Deux modules sont définis, PACDESIGN pour la conception, PACBENCH pour la réalisation.

On en développera même un troisième, PACQUERY, confié à Benoît Gloanec,  pour que les utilisateurs puissent accéder directement aux bases de données sous forme de requêtes, avec une couche située au dessus de SQL, car commence la mode des Info centres.

Mais PACQUERY n’aura pas le succès escompté.

Pour PACDESIGN, il s’agit de ne pas rester mono-méthode, et de répondre à celles utilisées dans les pays anglo-saxon, comme SSADM ou YOURDON.

Mais revenons à MERISE.

On y trouve deux grands concepts, les données et les traitements, et trois étapes, le conceptuel, le logique et le physique.

PACDESIGN représentera donc principalement cinq modèles, le MCD,  le MCT, le MLD, le MLT, et pour la partie physique, le MPET (Modèle physique externe des traitements).

Le modèle physique des données sera directement décrit dans la phase de réalisation dans les entités blocs de base de données, alors que les autres modèles seront représentés sous forme de graphe.

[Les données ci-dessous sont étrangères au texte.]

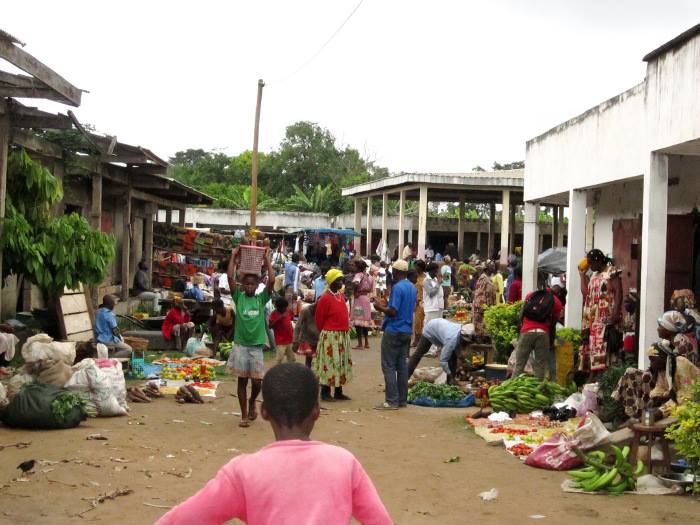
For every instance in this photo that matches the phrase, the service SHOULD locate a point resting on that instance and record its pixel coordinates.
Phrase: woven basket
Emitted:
(251, 259)
(138, 344)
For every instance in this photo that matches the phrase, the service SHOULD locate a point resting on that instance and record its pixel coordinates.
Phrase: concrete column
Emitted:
(422, 220)
(574, 253)
(531, 236)
(460, 229)
(505, 227)
(654, 210)
(590, 224)
(369, 227)
(385, 219)
(511, 242)
(562, 228)
(492, 230)
(555, 227)
(357, 241)
(402, 221)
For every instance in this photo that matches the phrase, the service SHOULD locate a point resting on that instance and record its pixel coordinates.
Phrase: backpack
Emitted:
(538, 306)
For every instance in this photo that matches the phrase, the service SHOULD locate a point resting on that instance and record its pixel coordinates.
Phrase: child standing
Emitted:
(249, 335)
(264, 487)
(281, 324)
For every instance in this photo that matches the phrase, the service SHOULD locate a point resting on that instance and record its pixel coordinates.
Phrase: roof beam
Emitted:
(31, 142)
(48, 76)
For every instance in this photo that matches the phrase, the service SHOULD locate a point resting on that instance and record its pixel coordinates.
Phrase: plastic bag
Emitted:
(193, 345)
(113, 370)
(557, 453)
(590, 399)
(31, 408)
(591, 432)
(89, 378)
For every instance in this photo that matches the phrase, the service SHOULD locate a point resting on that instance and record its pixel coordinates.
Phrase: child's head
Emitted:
(218, 306)
(250, 284)
(290, 399)
(281, 304)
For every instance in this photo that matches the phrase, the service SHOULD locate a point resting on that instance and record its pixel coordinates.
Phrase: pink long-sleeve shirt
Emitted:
(285, 483)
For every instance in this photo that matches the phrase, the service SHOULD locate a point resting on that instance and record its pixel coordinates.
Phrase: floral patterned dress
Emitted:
(333, 365)
(484, 295)
(598, 308)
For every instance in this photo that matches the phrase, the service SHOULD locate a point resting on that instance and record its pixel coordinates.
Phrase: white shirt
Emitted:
(436, 302)
(224, 285)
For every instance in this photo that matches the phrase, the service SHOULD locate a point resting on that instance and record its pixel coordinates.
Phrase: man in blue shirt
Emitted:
(398, 329)
(106, 330)
(444, 334)
(291, 273)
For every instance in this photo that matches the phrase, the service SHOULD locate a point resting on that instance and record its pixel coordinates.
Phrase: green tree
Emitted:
(51, 252)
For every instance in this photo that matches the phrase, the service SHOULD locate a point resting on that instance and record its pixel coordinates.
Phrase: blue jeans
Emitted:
(394, 353)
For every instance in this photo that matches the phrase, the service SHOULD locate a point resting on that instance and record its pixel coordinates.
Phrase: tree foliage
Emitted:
(52, 253)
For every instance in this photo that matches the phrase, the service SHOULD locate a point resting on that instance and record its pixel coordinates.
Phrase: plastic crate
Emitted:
(251, 259)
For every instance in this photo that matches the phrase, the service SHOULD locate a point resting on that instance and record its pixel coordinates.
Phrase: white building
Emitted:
(629, 171)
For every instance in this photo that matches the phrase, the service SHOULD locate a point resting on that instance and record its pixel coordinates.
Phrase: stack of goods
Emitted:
(524, 394)
(598, 476)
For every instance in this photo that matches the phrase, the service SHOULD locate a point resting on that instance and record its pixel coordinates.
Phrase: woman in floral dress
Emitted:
(602, 308)
(333, 360)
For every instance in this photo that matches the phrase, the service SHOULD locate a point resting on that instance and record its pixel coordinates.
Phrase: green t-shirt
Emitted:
(250, 318)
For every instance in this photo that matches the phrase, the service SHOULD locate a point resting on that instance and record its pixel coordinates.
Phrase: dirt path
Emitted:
(152, 451)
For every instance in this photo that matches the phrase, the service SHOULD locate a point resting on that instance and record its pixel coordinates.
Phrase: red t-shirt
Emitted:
(529, 324)
(332, 313)
(174, 317)
(515, 291)
(281, 324)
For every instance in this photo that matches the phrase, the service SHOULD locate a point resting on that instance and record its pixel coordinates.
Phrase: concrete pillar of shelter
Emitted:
(422, 220)
(531, 236)
(574, 253)
(357, 241)
(460, 229)
(385, 219)
(505, 227)
(492, 230)
(562, 229)
(653, 268)
(369, 227)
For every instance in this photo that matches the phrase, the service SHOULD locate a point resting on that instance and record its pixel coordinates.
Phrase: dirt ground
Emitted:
(164, 452)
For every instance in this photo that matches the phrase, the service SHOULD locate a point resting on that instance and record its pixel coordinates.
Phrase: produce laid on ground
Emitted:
(598, 476)
(525, 394)
(225, 349)
(442, 392)
(188, 394)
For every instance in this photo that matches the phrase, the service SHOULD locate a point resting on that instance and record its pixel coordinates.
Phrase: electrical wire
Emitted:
(323, 46)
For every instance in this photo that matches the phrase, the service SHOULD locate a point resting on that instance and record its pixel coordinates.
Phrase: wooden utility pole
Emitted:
(254, 175)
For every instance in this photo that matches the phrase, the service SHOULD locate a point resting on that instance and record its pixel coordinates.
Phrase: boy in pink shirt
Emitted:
(292, 481)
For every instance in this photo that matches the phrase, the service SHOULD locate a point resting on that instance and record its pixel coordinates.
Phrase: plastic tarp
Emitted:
(552, 261)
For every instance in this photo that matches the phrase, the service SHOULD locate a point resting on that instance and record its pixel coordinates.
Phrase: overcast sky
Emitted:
(414, 85)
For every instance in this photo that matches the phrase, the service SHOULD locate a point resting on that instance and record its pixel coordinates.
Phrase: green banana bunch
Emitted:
(524, 394)
(598, 476)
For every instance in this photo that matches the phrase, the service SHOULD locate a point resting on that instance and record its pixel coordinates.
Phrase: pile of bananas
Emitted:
(597, 476)
(524, 394)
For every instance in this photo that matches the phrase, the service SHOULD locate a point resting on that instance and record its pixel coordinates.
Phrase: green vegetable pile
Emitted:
(599, 476)
(685, 434)
(66, 402)
(525, 394)
(502, 324)
(437, 392)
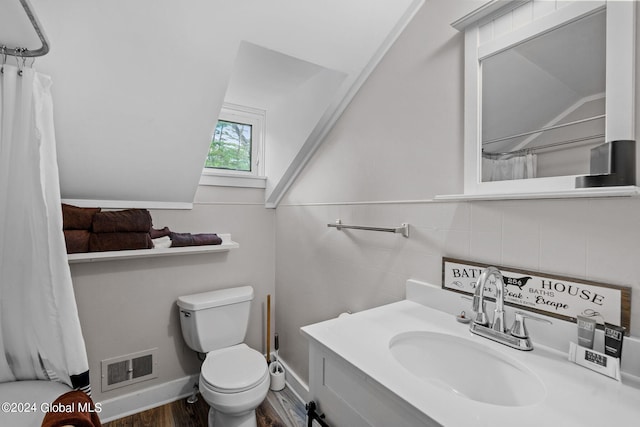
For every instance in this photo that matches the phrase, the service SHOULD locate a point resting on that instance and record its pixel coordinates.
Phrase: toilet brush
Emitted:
(276, 369)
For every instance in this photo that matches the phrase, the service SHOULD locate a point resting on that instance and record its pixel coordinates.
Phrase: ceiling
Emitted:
(138, 86)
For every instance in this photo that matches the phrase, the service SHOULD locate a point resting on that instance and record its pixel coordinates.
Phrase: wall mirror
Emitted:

Car, c’est là le challenge de PACDESIGN, représenter des graphes qui utilisent des entités auxquelles ils sont chaînés, et surtout faire de la réutilisation son arme absolue, avec l’idée que la réalisation récupérera un maximum d’éléments, comme la propriété associée à la rubrique.

De plus, PACDESIGN offre aux  concepteurs la possibilité de créer leurs modèles à travers les méta modèles fournies par la station de travail.